Bénin : Les acteurs de la Société civile valident l’étude sur les forces et faiblesses de l’arsenal juridique de lutte contre la corruption

Bénin : Les acteurs de la Société civile valident l’étude sur les forces et faiblesses de l’arsenal juridique de lutte contre la corruption

A l’initiative de l’ONG ALCRER et du FONAC, les représentants de diverses organisations de la Société civile ont procédé, le mardi 3 septembre 2019, à la validation de l’étude sur les forces et faiblesses de l’arsenal juridique de lutte contre la corruption au Bénin. Cet atelier qui s’est déroulé à Cotonou entre dans le cadre de la mise en œuvre du Projet « Renforcement des OSC pour la détection et la dénonciation de la corruption » financé par le RePaSoC.

En 2011, l’avènement de la loi n°2011-20 portant lutte contre la corruption et autres infractions connexes a suscité beaucoup d’espoirs et a permis au Bénin de s’approprier les normes des principales conventions internationales, notamment la convention de l’Union Africaine (2003) et celle des Nations unies (2005).

Après quelques années de mise en œuvre, cet instrument juridique a montré certaines limites que plusieurs études ont appelé à corriger. C’est le cas d’une étude commanditée par l’ANLC en 2014 sur le dispositif de déclaration de patrimoine dont plusieurs insuffisances ont été notées. Il y a également l’évaluation du système national d’intégrité (SNI) du Bénin faite par Transparency International en 2016 avec le concours de l’ONG ALCRER et de Social Watch Bénin et qui suggéré plusieurs réformes.

« Parmi les acteurs judiciaires, confrontés à l’utilisation quotidienne de ce dispositif législatif, des critiques renouvelées ont été enregistrées sur les faiblesses de la loi et ses contradictions avec d’autres textes », a ainsi confié Martin ASSOGBA, le président du Comité de pilotage du Projet « Renforcement des OSC pour la détection et la dénonciation de la corruption (2D corruption) ».

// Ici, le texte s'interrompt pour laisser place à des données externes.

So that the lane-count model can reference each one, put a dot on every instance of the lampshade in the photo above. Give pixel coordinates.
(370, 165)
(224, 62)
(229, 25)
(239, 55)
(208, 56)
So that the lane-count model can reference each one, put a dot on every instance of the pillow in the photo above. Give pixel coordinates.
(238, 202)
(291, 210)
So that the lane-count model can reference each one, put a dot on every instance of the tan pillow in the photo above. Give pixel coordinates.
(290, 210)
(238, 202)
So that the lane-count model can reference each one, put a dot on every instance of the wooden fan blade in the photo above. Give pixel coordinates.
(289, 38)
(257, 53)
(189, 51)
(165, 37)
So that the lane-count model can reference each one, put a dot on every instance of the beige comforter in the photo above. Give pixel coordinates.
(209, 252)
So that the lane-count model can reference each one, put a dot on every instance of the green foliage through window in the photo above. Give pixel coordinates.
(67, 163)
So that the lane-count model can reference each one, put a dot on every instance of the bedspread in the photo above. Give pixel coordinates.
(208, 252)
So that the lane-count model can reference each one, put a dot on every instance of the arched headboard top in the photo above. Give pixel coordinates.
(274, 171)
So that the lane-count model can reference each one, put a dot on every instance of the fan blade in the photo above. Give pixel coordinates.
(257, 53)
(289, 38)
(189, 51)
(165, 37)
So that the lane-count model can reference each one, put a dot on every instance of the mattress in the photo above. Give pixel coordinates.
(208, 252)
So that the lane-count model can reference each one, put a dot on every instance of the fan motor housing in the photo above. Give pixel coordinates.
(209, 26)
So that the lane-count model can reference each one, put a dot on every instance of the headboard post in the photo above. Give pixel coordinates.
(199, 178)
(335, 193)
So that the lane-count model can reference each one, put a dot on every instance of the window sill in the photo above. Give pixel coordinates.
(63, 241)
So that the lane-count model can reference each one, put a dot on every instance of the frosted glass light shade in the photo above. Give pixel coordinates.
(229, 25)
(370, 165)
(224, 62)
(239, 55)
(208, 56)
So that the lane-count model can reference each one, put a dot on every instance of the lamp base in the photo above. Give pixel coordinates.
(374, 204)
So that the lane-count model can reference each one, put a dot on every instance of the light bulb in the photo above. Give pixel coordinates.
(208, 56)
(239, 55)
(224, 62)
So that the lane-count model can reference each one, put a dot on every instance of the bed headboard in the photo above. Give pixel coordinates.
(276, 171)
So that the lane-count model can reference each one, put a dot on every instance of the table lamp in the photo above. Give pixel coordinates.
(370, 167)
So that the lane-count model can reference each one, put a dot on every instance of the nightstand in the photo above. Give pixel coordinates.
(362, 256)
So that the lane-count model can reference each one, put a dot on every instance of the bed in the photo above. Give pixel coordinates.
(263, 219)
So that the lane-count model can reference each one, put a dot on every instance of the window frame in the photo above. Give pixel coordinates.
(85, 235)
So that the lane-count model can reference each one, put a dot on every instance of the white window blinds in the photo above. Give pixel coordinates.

Aussi, prenant appui sur le plan stratégique 2016-2021 du Ministère en charge de la justice qui fait de l’amélioration de la loi anti-corruption une de ses préoccupations et pour contribuer à renforcer le cadre juridique de lutte contre la corruption au Bénin et la participation de la société civile dans le processus d’amendement dudit cadre que l’ONG ALCRER et le FONAC ont commandité une étude sur les forces et faiblesses de l’arsenal juridique de lutte contre la corruption au Bénin.

A l’occasion, Martin Assogba a fait observer que l’étude est réalisée dans le cadre du Projet « Renforcement des OSC pour la détection et la dénonciation de la corruption (2D corruption) », initié par l’ONG ALCRER et mis en œuvre en association avec le FONAC dans le cadre du programme RePaSOC avec l’appui technique et financier de l’Union Européenne à travers le 11ème FED.

A l’issue de l’atelier, les participants ont examiné la loi n°2011-20 du 12 octobre 2011 portant lutte contre la corruption et infractions connexes en République du Bénin est examinée en ses forces et ses faiblesses, les points d’amélioration de la loi 2011-20 et l’argumentaire de leur pertinence ont été développés, des propositions de leviers à actionner par la société civile pour la prise en compte des amendements sont faites et un document de position unique de la société civile sur les points d’amélioration de la loi 2011-20 a été adopté.